De estos géneros discursivos inherentes al academicismo jurídico, resulta de alto interés didascálico pergeñar de ahora en adelante algunas ideas preponderantes sobre el ensayo, cuya estructura escritural se presta en demasía para imbuir a los alumnos durante todo el ciclo de formación superior para que realizando introspección extraigan lo mejor de sí, tal como debe brotar de cualquier proceso de enseñanza-aprendizaje, a la luz de la prédica de Sócrates, quien mediante la mayéutica les inquiría a sus discípulos sobre problemas inquietantes de la época de los aprendices, en pos de que ellos construyeren su propio saber.
En mirada retrospectiva, resulta pertinente acotar que el consabido género surgió en las postrimerías del siglo XVI, cuyo creador fue Michel de Montaigne, un jurista de formación universitaria que, habiendo dialogado con los polímatas grecolatinos, a través de la lectura de sus obras filosóficas, entonces escribió las reflexiones suyas bajo la intitulación de ensayos, publicados en tres tomos, entre 1580 y 1588, pero luego de su óbito aparecieron ediciones póstumas para acoger meditaciones inéditas.

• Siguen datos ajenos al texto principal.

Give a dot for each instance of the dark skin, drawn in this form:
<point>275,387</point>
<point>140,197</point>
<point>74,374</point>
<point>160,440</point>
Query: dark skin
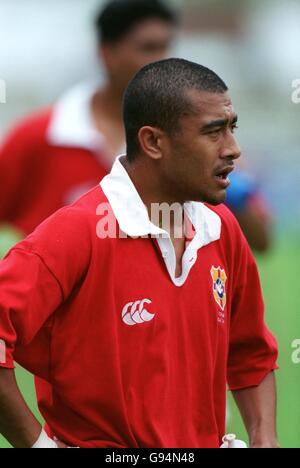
<point>172,169</point>
<point>185,167</point>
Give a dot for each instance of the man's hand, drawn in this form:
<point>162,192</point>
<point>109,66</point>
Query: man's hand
<point>257,406</point>
<point>17,423</point>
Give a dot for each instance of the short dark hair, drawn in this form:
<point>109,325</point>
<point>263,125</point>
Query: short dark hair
<point>119,17</point>
<point>157,96</point>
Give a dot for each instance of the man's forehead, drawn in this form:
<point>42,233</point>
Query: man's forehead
<point>211,105</point>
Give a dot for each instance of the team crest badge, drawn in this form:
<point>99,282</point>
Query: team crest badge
<point>219,286</point>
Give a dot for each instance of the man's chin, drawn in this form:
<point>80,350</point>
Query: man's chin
<point>214,200</point>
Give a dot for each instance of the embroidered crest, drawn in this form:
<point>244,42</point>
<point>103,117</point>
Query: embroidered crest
<point>219,286</point>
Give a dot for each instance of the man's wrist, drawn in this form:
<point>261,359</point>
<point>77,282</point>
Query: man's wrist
<point>263,439</point>
<point>44,441</point>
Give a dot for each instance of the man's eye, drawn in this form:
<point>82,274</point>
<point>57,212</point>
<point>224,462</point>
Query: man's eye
<point>214,133</point>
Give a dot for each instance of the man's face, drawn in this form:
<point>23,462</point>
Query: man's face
<point>147,42</point>
<point>199,157</point>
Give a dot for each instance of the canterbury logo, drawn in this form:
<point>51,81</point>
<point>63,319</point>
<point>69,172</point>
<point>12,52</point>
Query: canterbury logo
<point>135,313</point>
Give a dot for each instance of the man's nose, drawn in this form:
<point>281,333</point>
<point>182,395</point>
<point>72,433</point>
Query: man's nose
<point>231,149</point>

Como nueva forma de escribir, el ensayo fue definido desde la perspectiva de su propio artífice como un proyecto o intento por saber, una rapsodia o experimento, pero en la actualidad este género académico suele verse como un artículo de contenido ideológico, de investigación erudita, literaria o científica, cuya estructura lleva un título, un punto de partida, desarrollo teórico y cierre final, donde el escrito puede valerse del pluralismo expositivo para narrar, describir, explicar y argumentar, siempre que haya cohesión y coherencia, a través de los elementos conjuntivos, conectivos o marcadores discursivos.
En la composición retórica hay convergencia tripartita, puesta de manifiesto a través de presupuestos comunicativos insumidos en ethos, pathos y logos, cuya traducción en lengua castiza suele significar emisor, dotado de la axiología suficiente para inspirar credibilidad; receptor, a quien el expositor debe procurar convencer mediante un texto discursivo adecuado, cohesivo, coherente y dotado de acreditación demostrativa. Luego, el mensaje estructurado bajo el encuadre dialéctico oportuno para impactar en la inteligencia del auditorio o interlocutor racional.

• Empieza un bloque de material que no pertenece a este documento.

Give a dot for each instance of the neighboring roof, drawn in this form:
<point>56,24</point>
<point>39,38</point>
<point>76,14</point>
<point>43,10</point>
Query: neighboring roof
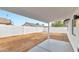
<point>45,14</point>
<point>5,21</point>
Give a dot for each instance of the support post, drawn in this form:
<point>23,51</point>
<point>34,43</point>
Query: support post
<point>49,30</point>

Debido a semejante itinerario retórico, cabe entender que Daniel Cassany haya visto la escritura académica como un proceso, dotado de tres fases relevantes. Verbigracia, planificación que implica investigación previa de la materia prima del ensayo; redacción del texto discursivo que amerita el dominio operativo del código lingüístico y revisión posterior del artículo preparado.

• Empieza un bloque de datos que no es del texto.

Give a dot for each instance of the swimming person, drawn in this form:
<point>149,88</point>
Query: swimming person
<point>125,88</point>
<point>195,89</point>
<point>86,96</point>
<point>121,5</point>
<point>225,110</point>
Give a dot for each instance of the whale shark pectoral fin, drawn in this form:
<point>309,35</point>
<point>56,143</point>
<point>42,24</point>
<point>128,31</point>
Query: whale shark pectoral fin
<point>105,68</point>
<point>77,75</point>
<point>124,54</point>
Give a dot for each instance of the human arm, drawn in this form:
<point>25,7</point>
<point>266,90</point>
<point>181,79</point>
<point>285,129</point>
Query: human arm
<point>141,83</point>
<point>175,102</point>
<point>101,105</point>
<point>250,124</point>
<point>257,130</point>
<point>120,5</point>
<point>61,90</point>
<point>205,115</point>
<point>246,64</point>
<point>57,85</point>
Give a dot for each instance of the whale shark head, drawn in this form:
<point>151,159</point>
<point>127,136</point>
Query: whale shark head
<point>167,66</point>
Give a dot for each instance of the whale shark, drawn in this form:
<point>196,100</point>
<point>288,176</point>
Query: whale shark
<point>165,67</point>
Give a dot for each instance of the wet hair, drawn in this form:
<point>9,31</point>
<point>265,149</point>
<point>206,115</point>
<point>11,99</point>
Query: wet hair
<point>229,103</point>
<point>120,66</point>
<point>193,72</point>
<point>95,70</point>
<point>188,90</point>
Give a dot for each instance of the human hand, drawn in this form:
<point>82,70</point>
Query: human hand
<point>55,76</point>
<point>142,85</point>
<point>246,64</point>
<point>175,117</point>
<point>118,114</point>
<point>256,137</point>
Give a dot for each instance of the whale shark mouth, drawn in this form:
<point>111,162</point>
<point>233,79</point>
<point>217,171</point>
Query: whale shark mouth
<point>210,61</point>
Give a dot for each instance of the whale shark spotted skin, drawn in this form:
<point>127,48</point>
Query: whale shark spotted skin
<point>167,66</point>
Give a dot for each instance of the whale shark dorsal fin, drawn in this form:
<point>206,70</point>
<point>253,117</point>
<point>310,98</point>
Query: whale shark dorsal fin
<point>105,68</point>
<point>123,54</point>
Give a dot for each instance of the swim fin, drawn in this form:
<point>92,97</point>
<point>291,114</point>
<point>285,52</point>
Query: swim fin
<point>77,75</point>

Por todo cuanto ha sido expuesto, el ensayo constituye una pieza retórica, cuyas virtudes resultan idóneas para fomentar el aprendizaje académico, ya que le exige al novel o avezado escritor originalidad, creatividad, reflexión analítica, cogitación introspectiva, teorización especulativa, operación deductiva, indagación científica y expresión comunicativa, entre otros atributos, y esto favorece con creces el didacticismo jurídico.